AUSTIN, TX -- Speaking in anguished tones and choking back tears in Austin on Thursday, the grieving mother of one of 43 Mexican students missing since last September accused her country’s government of corruption in the case that has rocked Mexico.
“It was the government who took them. Now they want to blame organized crime, knowing that police and the military participated in this deed,” Maria de Jesus Tlatempa Bello, told reporters at Austin City Hall.
“We are not going to rest until they return our children. We feel they are alive. They took them alive,” Tlatempa said.
Tlatempa is among a number of relatives of the missing students who are touring dozens of cities across the U.S. to bring attention to the case and to condemn human rights violations in Mexico. Her son Eduardo is among the missing.
Tlatempa was joined by Omar Vazquez Arellano, who survived a deadly attack on the students last September in the Mexican state of Guerrero. They were scheduled to participate in a protest at the Mexican Consulate General’s office in Austin later in the day as well as in a community discussion at Santa Julia Catholic Church in the evening.
Earlier Thursday, they and representatives met with state legislators at the Capitol. A resolution expressing support for the missing students was expected to be read on the Texas Senate floor.
Known as the Ayotzinapa 43, after the name of the teacher training college they were attending, the students went missing Sept. 26, 2014, allegedly at the hands of police who turned them over to be killed by a drug gang. An attack on the students left three other classmates dead and many others wounded.
The students had been traveling by bus to the nearby town of Iguala to raise money for a trip to Mexico City, where they planned to demonstrate on the anniversary of a police-led massacre of students in 1968.
The Ayotzinapa 43 case has shaken Mexico to its core, triggering national outrage and widespread claims of government corruption and cooperation with organized crime and drug cartels.
Last November, federal authorities arrested Iguala’s mayor and his wife for allegedly ordering the attack. They said the couple ran the city in tandem with a local drug cartel.
Though DNA searches have only identified one of the missing students, the Mexican government said there was enough evidence and testimonies from those arrested to declare them dead.
But family members, including Tlatempa, dispute this. In Austin on Thursday, she said anonymous sources have reported seeing the students, but the government doesn’t act on the tips.
“How is it possible that we as poor families have to lead our own investigations, knowing that the government has weapons and intelligence to mount a large investigation,” Tlatempa said.
The Ayotzinapa caravan arrived in Austin on Wednesday evening. A coalition of more than a dozen Austin organizations raised money to help defray their expenses.
“This visit is important because Mexico is part of my heritage, and the love of my father and the Mexican government was instilled in me when I was very young. I hate to see a democracy so close to us be in such peril,” said Alicia Perez-Hodge with the League of United Latin American Citizens, one of the member organizations of the Austin with Ayotzinapa coalition.

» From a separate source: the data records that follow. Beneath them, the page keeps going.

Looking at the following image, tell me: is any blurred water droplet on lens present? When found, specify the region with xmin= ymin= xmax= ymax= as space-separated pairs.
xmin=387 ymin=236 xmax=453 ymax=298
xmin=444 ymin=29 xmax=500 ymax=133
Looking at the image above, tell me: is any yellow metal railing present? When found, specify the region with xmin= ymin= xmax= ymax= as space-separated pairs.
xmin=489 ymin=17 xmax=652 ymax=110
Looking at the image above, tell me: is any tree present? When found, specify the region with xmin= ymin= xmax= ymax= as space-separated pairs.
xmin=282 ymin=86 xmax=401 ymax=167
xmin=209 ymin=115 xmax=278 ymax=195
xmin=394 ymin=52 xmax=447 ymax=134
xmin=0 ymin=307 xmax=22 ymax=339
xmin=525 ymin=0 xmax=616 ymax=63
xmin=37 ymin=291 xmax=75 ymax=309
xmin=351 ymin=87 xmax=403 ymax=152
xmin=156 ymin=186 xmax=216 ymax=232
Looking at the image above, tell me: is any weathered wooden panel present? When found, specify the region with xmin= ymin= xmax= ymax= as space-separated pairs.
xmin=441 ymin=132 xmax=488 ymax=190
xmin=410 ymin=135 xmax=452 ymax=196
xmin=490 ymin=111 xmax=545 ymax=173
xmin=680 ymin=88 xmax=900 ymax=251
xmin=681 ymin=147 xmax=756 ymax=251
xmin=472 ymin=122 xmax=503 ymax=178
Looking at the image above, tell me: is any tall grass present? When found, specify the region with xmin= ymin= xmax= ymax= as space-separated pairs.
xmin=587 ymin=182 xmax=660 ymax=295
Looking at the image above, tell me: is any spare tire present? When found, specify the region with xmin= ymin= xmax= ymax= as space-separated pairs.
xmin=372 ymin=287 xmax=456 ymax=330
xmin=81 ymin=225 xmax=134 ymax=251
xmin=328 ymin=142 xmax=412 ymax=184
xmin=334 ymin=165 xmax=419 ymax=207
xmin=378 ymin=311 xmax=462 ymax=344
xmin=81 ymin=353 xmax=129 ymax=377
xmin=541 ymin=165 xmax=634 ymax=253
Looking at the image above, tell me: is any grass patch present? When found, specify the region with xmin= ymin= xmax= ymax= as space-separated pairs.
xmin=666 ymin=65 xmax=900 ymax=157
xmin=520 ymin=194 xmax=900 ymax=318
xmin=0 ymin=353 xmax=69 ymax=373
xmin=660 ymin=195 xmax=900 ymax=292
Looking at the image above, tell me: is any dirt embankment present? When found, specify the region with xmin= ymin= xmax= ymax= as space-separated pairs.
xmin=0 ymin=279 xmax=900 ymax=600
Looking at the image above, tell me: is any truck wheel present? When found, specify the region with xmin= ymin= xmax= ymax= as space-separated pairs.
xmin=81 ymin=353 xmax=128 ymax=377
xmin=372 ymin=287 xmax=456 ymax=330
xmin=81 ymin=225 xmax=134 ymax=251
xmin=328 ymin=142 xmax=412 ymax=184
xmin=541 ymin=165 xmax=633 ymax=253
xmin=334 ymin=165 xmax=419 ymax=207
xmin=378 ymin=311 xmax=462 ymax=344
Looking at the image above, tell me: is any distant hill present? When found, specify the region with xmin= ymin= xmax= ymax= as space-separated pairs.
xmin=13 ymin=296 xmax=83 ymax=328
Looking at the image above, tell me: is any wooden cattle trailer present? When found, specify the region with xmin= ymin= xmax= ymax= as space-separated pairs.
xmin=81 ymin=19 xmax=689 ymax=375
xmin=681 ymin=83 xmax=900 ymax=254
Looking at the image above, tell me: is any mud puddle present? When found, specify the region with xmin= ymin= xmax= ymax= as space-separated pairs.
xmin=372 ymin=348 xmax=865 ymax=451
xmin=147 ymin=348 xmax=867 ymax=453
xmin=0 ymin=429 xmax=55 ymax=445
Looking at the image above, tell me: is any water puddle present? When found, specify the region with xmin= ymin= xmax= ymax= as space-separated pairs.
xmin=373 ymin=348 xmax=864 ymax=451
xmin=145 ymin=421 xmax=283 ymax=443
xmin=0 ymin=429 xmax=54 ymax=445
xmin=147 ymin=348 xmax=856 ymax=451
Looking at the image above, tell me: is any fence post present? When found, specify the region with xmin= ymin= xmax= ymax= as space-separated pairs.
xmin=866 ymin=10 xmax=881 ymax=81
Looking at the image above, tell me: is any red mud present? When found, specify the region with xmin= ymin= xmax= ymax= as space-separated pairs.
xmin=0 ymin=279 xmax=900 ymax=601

Tlatempa said she was warmed by the support she has received in Austin.
“I see you have more heart than the people we’ve been dealing with in the Mexican government,” she said. “That’s why we’re here to ask for your help in finding our children.”
Vasquez, the student who survived the attack last September, said families and survivors were not in the U.S. to speak ill of their country and its people.
“We come to denounce the government which has not investigated this appropriately,” he said.
He and Tlatempa said the kidnappings of the Ayotzinapa students represented much larger problems in Mexico.
“In Mexico, unfortunately human rights are violated every day,” Vasquez said.
Relatives on the U.S. tour said they plan to take their case to Amnesty International, the United Nations and the Inter-American Commission on Human Rights.
Foreign Policy magazine reported this week that a U.N. report found torture is common in Mexican police stations and prisons and that authorities act with impunity. Another U.N. report last month criticized the country’s handling of what it called “enforced disappearances,” referencing the missing Ayotzinapa students, according to the magazine report.